Has anybody ever really been late returning a call because a voicemail delayed the message by hours? Is that even something voicemail does? And I’d be curious to hear how often people blame spam folders for tardy email replies: Sure, sometimes important emails do get sent to spam, but what’s the ratio of spam-to-lie? I'm guessing it's about 1:5. And, most importantly, are my friend and I the only ones using these excuses, and this entire post has—ironically—done nothing but expose me as a filthy liar and a bad person? That brings to mind a joke I told during my incredibly brief post-college standup comedy career (like, two months). I said how the danger of attempting Seinfeldian observational comedy is that you may publicly discover that what you thought was universal behavior turned out to just be your own freakishness. i.e. “You remember when you used to go to carnivals when you were a kid? And remember those merry-go-rounds? Yeah, you know what I’m talking about. Remember how every time, before you’d get on one of those horses, you always had to lick the seat? Uh…hello?”
Incidentally, thanks to everyone for their feedback on my recent conundrum about whether or not to make a stink. The consensus seems to be "Be a dick, but a rational dick." Or, rather, firm yet fairly dickish. I will attempt this.

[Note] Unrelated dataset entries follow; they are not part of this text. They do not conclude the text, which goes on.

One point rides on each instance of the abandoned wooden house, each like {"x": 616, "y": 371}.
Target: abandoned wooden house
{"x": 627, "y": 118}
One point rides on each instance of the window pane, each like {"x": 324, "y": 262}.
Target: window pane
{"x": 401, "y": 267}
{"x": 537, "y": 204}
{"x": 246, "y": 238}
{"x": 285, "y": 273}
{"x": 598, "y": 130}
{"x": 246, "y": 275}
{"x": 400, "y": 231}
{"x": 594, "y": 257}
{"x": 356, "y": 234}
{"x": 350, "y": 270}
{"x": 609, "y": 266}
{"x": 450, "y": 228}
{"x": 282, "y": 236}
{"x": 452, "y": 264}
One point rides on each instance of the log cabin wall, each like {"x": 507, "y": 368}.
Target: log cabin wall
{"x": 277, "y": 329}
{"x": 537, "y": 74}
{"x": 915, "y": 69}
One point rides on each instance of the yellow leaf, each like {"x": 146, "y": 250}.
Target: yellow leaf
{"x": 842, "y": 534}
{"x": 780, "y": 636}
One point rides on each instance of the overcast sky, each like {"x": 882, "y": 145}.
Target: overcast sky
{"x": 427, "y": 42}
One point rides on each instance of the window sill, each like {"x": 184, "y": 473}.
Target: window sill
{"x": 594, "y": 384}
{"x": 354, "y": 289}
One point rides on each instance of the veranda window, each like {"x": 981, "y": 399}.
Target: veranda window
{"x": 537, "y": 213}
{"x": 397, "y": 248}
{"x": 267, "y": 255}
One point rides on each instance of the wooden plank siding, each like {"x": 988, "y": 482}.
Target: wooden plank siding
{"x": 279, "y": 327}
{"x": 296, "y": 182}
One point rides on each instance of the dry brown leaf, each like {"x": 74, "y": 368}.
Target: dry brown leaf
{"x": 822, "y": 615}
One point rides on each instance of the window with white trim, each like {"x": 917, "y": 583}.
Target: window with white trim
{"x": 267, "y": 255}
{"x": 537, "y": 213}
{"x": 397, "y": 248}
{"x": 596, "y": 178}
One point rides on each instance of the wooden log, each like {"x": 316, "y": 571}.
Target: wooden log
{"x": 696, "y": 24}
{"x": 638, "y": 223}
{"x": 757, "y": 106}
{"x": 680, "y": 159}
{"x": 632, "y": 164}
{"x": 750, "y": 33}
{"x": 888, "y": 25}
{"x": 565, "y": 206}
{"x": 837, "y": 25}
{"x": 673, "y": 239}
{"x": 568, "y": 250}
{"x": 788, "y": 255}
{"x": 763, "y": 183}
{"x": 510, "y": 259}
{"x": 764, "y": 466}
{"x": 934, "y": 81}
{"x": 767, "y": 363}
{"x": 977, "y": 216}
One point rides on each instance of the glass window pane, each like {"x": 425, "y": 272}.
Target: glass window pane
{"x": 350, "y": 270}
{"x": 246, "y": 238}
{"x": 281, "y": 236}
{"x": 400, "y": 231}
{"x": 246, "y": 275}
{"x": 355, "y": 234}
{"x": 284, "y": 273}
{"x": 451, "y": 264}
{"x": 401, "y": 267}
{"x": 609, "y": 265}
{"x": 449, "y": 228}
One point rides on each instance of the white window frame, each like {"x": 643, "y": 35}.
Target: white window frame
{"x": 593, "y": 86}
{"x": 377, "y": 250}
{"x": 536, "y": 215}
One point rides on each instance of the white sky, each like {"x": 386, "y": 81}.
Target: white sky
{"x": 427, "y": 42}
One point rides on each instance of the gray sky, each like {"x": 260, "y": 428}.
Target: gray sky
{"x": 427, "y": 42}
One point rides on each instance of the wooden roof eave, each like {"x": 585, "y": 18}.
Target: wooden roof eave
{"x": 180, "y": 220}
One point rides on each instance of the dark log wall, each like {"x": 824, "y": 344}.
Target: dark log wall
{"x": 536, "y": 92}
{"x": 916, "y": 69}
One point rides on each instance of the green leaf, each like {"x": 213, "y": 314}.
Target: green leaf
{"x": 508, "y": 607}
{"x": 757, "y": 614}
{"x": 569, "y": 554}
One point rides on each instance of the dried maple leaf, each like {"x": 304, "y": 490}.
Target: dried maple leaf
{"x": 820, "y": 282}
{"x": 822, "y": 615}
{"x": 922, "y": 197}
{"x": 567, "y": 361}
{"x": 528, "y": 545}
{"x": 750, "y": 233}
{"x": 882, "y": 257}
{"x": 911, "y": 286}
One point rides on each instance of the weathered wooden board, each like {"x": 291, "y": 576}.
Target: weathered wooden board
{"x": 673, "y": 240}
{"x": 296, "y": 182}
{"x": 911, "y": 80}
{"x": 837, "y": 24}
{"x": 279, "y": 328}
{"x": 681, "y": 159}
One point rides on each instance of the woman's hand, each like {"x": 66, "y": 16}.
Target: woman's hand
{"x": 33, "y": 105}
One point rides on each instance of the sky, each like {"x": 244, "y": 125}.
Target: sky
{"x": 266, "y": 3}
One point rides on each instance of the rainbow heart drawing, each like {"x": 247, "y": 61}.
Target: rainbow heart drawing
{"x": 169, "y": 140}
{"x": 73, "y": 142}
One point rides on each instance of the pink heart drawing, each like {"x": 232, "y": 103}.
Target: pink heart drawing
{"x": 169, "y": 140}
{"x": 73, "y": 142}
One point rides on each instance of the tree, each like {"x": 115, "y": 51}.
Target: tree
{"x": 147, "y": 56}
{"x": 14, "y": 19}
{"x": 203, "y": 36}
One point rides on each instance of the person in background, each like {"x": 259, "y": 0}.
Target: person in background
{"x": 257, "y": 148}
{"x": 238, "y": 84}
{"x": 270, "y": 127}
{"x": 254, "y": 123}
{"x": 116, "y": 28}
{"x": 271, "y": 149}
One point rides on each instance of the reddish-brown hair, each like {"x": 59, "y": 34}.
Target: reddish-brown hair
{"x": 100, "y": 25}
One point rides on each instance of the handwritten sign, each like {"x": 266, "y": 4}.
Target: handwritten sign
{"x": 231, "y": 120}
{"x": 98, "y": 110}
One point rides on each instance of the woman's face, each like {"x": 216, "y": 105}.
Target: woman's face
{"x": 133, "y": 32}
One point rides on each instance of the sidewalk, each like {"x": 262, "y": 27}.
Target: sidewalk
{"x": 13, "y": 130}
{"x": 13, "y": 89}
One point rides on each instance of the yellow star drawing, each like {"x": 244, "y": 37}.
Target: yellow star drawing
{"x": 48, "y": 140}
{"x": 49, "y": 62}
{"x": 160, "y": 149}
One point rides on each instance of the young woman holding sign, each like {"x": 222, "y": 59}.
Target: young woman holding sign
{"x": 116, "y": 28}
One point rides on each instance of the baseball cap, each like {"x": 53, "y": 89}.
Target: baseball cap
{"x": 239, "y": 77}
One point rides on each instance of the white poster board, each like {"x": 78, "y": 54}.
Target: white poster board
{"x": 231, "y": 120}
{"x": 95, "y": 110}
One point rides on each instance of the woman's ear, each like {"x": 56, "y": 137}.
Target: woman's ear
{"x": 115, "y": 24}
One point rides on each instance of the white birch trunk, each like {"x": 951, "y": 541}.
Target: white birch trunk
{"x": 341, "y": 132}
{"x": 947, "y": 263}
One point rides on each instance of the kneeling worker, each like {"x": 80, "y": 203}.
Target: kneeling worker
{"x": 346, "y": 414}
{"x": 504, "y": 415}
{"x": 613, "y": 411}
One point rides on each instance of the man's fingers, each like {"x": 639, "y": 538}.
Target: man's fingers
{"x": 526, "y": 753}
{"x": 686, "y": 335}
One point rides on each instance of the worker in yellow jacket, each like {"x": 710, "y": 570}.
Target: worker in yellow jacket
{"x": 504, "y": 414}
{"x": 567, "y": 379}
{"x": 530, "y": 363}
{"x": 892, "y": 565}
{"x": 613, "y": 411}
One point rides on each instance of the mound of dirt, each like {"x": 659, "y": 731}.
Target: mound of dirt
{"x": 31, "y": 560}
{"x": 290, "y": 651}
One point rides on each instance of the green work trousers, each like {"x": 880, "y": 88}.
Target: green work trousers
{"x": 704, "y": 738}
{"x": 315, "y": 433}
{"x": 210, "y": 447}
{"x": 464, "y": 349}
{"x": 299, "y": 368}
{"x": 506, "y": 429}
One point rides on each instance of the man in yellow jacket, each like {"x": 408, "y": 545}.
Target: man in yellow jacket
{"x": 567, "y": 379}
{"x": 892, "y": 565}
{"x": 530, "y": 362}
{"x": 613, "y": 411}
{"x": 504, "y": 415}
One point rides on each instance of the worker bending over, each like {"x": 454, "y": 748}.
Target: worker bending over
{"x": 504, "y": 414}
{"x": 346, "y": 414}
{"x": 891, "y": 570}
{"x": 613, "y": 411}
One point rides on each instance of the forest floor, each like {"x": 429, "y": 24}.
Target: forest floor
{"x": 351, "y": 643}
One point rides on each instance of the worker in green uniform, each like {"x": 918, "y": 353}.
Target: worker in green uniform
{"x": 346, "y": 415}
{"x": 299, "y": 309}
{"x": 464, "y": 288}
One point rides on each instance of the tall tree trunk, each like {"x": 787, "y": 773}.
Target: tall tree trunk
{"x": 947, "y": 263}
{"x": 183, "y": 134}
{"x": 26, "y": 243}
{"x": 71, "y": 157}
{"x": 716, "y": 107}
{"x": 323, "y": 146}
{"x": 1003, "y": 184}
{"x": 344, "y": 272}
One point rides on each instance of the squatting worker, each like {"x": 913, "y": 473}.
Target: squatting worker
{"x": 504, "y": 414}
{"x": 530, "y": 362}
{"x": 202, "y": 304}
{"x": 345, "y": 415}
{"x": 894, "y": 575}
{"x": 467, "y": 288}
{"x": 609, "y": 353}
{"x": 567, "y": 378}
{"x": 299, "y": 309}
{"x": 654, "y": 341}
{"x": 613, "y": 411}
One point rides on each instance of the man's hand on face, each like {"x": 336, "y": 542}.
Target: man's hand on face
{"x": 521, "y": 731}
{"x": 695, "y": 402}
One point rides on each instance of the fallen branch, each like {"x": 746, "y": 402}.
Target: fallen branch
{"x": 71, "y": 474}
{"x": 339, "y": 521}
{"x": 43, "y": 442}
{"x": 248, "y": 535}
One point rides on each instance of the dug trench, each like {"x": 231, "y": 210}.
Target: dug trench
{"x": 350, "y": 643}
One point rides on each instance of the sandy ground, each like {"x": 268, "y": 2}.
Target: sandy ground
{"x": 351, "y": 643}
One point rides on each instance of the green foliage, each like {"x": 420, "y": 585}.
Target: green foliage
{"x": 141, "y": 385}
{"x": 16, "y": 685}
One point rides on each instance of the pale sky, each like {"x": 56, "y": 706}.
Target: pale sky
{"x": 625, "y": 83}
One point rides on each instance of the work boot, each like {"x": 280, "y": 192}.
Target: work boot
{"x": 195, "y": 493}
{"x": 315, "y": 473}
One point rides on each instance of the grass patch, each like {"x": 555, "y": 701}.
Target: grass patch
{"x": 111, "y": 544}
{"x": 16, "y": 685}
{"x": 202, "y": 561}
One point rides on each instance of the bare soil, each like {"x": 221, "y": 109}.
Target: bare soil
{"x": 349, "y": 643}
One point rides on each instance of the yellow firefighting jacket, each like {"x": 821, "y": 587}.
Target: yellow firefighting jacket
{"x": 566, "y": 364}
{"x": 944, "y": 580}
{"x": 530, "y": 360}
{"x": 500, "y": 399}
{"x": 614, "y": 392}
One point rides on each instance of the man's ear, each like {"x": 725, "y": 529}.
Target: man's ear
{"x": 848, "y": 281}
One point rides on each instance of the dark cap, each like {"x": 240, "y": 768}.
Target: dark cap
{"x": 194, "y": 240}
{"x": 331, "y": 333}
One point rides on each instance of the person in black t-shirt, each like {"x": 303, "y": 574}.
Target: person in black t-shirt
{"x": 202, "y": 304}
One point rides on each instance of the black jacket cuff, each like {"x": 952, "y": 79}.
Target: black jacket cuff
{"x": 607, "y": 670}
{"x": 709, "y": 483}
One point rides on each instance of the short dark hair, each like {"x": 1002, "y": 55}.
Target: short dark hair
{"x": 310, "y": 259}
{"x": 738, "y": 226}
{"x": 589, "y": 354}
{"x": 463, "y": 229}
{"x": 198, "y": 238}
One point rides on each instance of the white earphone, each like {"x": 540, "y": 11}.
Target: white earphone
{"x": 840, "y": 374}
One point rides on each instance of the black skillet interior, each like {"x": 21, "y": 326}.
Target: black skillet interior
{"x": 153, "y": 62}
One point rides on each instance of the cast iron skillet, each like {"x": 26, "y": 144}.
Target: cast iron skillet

I started my Amazing Race TV Watch over on EW.com today, if you're keeping score. And if you're not a fan of the show, or dropped it after last season's week entry, I advise you to check the show out. (I am not a paid shill for CBS.) The first episode had people nearly fracturing their coccyxs trying to lug giant wheels of cheese in Switzerland. You normally have to pay 10 bucks to see that kind of high-stakes action in a movie theater: but here? Free!